Professor Raj Bhatt is having a terrible week. He’s made an offensive comment to a prospective member of his tennis club, students from his Anthropology class are protesting remarks he made in class, and his son is in trouble at school. Raj has all the credentials to be accepted in elite circles: an Ivy League doctorate, a professorship, and a white wife. He’s also a member of an exclusive tennis club, a place where his wife grew up and a place he and his kids already love. But Raj didn’t grow up with the elite. His grandparents did well in Bombay, but when Raj’s mother and father moved the family to the United States, they had to start over. As an immigrant, he’s aware of the subtle and not-so-subtle slights towards him and other minorities in professional and social circles.

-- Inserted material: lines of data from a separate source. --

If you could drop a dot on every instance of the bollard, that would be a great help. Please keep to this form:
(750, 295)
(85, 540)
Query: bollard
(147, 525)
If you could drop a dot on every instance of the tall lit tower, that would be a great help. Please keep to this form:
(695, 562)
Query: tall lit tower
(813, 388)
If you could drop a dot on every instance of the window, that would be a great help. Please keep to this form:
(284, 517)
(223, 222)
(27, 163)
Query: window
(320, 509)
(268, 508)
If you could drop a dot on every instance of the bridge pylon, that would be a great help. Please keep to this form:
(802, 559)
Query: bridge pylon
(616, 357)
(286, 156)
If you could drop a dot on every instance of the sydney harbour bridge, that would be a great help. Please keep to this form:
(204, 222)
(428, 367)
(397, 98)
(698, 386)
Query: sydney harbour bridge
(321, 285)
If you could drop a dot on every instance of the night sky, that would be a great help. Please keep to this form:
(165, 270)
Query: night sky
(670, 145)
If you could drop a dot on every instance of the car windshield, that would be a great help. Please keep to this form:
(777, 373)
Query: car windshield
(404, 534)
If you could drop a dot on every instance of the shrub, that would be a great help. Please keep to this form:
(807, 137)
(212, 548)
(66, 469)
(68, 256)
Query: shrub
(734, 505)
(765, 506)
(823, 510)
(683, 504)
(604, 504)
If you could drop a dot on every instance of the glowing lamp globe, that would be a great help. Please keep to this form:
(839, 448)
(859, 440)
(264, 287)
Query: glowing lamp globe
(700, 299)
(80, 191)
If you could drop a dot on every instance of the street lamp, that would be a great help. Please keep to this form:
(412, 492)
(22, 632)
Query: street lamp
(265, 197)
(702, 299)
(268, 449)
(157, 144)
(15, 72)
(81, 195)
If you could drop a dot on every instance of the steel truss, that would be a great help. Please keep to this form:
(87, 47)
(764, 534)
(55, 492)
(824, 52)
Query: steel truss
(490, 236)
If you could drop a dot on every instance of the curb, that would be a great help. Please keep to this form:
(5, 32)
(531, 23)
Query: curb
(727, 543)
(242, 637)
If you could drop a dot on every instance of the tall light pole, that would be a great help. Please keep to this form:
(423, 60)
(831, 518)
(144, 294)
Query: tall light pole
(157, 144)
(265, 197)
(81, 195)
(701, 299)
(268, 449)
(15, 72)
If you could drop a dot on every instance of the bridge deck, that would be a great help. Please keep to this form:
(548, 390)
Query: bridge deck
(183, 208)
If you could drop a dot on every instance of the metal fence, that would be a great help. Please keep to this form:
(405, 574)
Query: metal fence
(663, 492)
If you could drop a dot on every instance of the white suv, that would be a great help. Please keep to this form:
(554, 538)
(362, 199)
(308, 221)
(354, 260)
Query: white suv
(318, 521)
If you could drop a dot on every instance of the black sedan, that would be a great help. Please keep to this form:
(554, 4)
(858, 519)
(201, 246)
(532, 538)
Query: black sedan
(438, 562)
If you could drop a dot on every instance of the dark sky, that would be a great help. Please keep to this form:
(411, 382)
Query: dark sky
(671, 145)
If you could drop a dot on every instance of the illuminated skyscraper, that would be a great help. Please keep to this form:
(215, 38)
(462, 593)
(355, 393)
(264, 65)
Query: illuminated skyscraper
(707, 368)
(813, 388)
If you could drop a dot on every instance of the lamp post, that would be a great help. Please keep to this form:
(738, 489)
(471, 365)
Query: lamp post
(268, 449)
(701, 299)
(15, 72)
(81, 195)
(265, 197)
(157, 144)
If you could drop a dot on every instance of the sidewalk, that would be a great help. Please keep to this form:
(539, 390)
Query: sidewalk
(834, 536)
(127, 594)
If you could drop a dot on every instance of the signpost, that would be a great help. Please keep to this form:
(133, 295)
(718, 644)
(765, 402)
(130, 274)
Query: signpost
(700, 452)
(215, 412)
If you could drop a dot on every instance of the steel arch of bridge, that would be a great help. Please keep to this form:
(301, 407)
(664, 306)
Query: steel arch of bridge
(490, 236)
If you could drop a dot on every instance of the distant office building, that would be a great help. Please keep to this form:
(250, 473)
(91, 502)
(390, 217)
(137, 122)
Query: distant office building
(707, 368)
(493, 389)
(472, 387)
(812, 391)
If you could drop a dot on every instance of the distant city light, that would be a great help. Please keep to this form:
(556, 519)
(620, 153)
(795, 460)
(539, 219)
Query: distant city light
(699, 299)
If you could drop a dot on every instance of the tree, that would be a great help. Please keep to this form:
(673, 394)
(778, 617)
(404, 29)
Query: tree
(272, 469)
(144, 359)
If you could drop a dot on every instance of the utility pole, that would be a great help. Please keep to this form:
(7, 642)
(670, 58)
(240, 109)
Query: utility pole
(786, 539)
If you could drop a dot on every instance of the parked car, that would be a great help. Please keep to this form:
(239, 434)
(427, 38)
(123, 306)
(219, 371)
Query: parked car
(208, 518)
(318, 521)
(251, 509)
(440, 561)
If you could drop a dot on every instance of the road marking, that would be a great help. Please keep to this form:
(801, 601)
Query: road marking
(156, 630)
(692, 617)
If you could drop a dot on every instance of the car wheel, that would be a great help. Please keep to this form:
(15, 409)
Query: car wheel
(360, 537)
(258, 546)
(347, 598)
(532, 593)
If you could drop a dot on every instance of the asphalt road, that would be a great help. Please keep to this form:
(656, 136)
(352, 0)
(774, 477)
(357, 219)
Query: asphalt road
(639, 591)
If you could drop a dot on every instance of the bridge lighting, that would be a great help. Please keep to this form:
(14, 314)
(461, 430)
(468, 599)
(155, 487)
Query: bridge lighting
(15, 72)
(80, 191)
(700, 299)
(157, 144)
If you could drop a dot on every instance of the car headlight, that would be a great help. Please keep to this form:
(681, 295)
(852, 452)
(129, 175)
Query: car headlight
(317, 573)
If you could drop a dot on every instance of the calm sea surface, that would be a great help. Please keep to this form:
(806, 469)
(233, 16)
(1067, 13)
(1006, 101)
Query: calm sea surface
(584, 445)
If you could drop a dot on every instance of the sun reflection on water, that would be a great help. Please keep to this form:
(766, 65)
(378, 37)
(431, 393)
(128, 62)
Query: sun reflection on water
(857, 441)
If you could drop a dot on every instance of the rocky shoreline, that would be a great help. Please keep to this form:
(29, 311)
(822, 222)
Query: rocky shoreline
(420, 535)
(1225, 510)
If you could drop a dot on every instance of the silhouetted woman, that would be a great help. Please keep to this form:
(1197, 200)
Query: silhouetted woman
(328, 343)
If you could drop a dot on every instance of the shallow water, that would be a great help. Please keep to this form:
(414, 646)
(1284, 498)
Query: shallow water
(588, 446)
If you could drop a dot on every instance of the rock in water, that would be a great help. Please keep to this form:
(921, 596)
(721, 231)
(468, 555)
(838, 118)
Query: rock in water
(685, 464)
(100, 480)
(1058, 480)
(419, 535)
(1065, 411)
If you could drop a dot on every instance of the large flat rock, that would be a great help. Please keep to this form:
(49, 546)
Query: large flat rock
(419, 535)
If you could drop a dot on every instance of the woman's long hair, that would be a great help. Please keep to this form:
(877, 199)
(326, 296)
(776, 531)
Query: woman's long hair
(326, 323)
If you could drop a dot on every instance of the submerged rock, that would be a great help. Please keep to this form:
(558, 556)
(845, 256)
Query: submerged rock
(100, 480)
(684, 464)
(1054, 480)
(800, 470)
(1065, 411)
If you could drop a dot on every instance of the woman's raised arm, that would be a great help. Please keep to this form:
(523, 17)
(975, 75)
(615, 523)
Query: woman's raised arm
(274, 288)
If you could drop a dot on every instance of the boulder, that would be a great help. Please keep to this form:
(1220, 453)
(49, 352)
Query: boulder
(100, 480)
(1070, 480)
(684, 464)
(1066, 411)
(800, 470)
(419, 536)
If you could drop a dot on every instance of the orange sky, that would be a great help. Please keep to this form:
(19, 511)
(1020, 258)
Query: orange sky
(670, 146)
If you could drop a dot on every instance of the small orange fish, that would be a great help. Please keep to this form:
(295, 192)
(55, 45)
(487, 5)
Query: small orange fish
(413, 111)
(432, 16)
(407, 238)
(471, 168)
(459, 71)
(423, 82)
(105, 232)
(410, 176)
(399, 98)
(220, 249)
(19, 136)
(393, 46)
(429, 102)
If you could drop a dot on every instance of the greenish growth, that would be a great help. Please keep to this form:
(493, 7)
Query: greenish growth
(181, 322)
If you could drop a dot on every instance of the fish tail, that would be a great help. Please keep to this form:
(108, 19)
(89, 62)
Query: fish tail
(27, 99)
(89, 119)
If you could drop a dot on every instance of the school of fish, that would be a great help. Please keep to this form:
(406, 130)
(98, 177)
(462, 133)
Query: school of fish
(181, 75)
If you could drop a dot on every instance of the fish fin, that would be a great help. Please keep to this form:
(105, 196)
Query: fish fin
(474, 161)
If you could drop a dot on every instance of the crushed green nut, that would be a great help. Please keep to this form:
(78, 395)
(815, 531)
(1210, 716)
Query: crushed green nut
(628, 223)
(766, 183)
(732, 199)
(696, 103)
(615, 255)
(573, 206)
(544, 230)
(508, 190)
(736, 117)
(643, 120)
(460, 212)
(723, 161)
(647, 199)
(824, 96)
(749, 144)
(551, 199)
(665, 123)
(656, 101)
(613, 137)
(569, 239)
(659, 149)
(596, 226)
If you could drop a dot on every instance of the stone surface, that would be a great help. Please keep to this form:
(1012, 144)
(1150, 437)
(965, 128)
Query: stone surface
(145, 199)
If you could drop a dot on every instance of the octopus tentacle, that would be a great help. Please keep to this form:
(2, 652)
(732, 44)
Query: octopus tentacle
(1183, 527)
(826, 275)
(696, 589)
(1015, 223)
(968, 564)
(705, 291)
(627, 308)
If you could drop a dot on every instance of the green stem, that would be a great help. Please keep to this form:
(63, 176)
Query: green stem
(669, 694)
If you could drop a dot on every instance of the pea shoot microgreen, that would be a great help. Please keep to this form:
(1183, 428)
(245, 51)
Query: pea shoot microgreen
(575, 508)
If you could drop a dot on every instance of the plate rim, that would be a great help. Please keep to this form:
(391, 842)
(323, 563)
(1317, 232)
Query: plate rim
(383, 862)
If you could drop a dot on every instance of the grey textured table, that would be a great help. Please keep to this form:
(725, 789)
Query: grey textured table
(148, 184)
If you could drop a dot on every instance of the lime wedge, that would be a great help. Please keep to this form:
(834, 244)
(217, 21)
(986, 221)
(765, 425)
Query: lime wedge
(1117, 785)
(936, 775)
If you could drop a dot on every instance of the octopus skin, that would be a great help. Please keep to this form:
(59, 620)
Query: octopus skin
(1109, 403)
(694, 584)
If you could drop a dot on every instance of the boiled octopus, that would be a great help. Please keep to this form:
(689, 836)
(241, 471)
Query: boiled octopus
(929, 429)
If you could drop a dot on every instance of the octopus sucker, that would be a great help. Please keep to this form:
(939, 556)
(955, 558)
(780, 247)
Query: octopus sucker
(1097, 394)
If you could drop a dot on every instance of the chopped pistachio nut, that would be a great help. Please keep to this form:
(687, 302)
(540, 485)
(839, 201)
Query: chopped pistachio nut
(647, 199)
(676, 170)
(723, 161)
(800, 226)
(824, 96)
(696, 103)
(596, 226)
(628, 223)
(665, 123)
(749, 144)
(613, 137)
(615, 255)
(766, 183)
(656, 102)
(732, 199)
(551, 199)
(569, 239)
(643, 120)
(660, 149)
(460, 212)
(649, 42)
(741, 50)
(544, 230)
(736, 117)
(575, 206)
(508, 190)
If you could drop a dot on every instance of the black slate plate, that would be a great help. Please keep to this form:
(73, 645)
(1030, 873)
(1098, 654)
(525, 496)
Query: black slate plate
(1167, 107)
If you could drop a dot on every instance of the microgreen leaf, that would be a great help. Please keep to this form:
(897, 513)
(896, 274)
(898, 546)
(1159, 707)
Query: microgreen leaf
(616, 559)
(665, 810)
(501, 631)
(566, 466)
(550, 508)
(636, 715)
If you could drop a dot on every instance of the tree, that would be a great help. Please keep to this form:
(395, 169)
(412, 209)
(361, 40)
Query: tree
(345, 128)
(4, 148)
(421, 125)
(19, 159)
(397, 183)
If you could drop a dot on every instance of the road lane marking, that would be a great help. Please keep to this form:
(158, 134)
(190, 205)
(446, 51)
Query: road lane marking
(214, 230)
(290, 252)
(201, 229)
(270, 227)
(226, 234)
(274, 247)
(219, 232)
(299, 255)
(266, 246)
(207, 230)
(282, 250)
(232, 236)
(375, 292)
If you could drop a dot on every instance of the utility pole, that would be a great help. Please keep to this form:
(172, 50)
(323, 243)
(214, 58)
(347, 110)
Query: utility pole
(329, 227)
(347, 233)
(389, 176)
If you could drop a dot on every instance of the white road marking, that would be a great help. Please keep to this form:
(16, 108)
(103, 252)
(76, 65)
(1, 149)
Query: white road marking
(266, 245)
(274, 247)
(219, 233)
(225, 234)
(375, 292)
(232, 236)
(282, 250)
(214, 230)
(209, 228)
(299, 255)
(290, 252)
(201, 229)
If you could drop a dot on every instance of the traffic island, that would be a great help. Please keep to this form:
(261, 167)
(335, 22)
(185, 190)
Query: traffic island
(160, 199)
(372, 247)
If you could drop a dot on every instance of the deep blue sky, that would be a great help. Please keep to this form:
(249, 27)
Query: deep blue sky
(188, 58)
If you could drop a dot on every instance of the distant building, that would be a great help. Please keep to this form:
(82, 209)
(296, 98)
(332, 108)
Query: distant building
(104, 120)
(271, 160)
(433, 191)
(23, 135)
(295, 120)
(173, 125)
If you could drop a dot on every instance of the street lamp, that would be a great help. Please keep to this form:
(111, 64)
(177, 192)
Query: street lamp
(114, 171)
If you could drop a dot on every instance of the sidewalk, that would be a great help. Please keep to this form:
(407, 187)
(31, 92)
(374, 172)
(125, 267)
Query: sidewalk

So to be accused of reverse racism on several fronts shakes Raj to the point of collapse. How can he make people see he’s been misunderstood?
It starts with the offensive comment. Raj was merely excited that people of color were being considered for membership and blurts out the worst possible thing. The membership committee is outraged and embarrassed and the prospective black couple, a prominent cardiologist and trauma surgeon, rush out before Raj can apologize.
What’s at the core of this scene and others in Pandya’s debut novel is the bundle of complex issues of racial and religious discrimination, class distinction, feeling inadequate and being an outsider. It’s ironic for Raj because, as an anthropologist, he chose his profession to understand human societies and cultures.
I had done it because I loved the idea of talking to people and trying to understand them, to see how different they were. And perhaps, if I dug far enough into their lives and histories, I could discover how similar they were too,” he says.
I enjoyed this fast-moving and very readable story. Raj’s character is well developed and wonderfully human, a reflection of how complicated prejudices and misconceptions can be. Pandya places these problems in the middle of a contemporary marriage, where pressures to have it all and maintain an image can distort what it means to be happy.
Members Only tackles difficult and modern problems, ones that its characters seem unlikely to entirely resolve. But the story is also full of compassion, forgiveness, hope and several touching scenes. I recommend this book to readers who like stories with realistic characters who make mistakes, but who are good people underneath.